Katlin R. Cannon, Melissa Stowe, and Brooke Ryan
Cerebral palsy (CP) is a common developmental neurological disorder affecting about 2-3 children out of 1,000. CP is the result of infant brain damage or abnormal development resulting in impaired muscle control, coordination, tone, reflex, posture, and balance. These patients are unable to control motor movements of their muscles of mastication and facial expression, causing excessive drooling, clenching, bruxism, and other oral health-related issues. This lack of motor control affects their ability to swallow and often limits these patients to a liquid diet. This can lead to vitamin deficiencies and result in further developmental problems. As an example, a deficiency in vitamin D may lead to osteoporosis, which manifests in the oral cavity as periodontal disease.
Even into adulthood, these individuals are often reliant on the care of others. It becomes the caregiver’s responsibility to ensure the individual with cerebral palsy is receiving consistent and effective oral hygiene, and to monitor the oral tissues for signs of disease or injury. The researchers reviewed primary and secondary literature published after 2014 on the subjects of cerebral palsy, general health considerations, and oral care.

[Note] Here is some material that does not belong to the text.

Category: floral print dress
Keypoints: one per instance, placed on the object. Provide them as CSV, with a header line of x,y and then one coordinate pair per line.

The aim of this investigation focuses on unique issues faced by patients with cerebral palsy, and how to effectively educate caregivers on risks and proper techniques for providing oral hygiene to these individuals.
Megan L. Dean, Rebecca Fields, and Hannah Fritz
Objective: To provide an analysis of the association between the longevity of breastfeeding and development of ECC. Determine the optimal time frame in which mothers should cease breastfeeding to reduce ECC development. Methods: Dr. Brickhouse, PubMed, Google Scholar and other scholarly databases were utilized to find current scientific evidence on the effects of breast milk on ECC. Relevant articles were summarized to write a review of literature. 16 articles published from 2015 to the present date were reviewed and cited. Results: From the studies, there is strong evidence to support breastfeeding beyond 12 months of age increases the prevalence of ECC. Furthermore, increased frequency and duration of breastfeeding leads to higher incidence of ECC. Conclusion: Findings indicate dental health care providers should recommend either ceasing breastfeeding at 12 months of age or provide ECC prevention education to caregivers. Further research is required to minimize data discrepancies between US and international countries.
Sydney C. Smith, Maegan Simms, and Barbara Brown
Systemic Lupus Erythematosus, or SLE, is a chronic autoimmune disease which significantly affects various organs of the body and the oral cavity. According to various studies, SLE can cause an increased risk of periodontitis, fungal infections, and dental caries within the oral cavity. Periodontitis is an inflammatory condition mediated by an infectious etiology which affects the supporting tissues of the periodontium and alveolar bone. With SLE being an inflammatory condition as well, recent studies have emerged hypothesizing the possible association between SLE and periodontitis. Other effects on the oral cavity such as fungal infections including lichen planus and angular cheilitis are occasionally seen in patients with lupus. Furthermore, SLE has been shown to increase the prevalence of dental caries due to decreased salivary flow and pH, and subsequent changes in the oral flora. On a systemic level, internal inflammation of SLE could lead to several other problems within the body and certain medications patients take for SLE treatment can cause cutaneous lesions. Therefore, as clinicians, it is imperative to adequately review patient medical histories as well as perform intraoral and extraoral examinations in order to fully understand the possible contraindications between dental treatment and SLE. The purpose of this literature review is to inform clinicians on the oral and systemic aspects of SLE and how evidence-based decision making may impact dental treatment planning in order to provide patients with the best quality of care.
Mary X. Tran, Leira N. Jimenez, and Linda K. Blackburn
The Aloe vera plant is a succulent known for its rich content in vitamins and minerals, thus gaining popularity over the years in healthcare products. With advancements in alternative medicine, it has been recently found useful in dentistry due to properties such as anti-inflammatory, antioxidant and antimicrobial actions that contribute to wound healing. The purpose of this study was to examine and discover how Aloe vera can be used as an alternative therapy in the dental field. The PubMed, Google Scholar and Dentistry & Oral Sciences (DOSS) databases were utilized to find current scientific evidence on the effects of Aloe vera. Relevant articles were summarized to write a review of findings. In this study, 21 articles published from 2015 to present were reviewed. From the studies, there is strong evidence to support that Aloe vera exhibits beneficial effects in prevention of carious lesions, non-surgical scaling and root planing in patients with chronic periodontitis, and oral wounds. Furthermore, it is cost effective and easily accessible. This review’s findings indicate that dental health care providers could recommend Aloe vera as a preventive and an alternative treatment option to improve patients’ oral health status.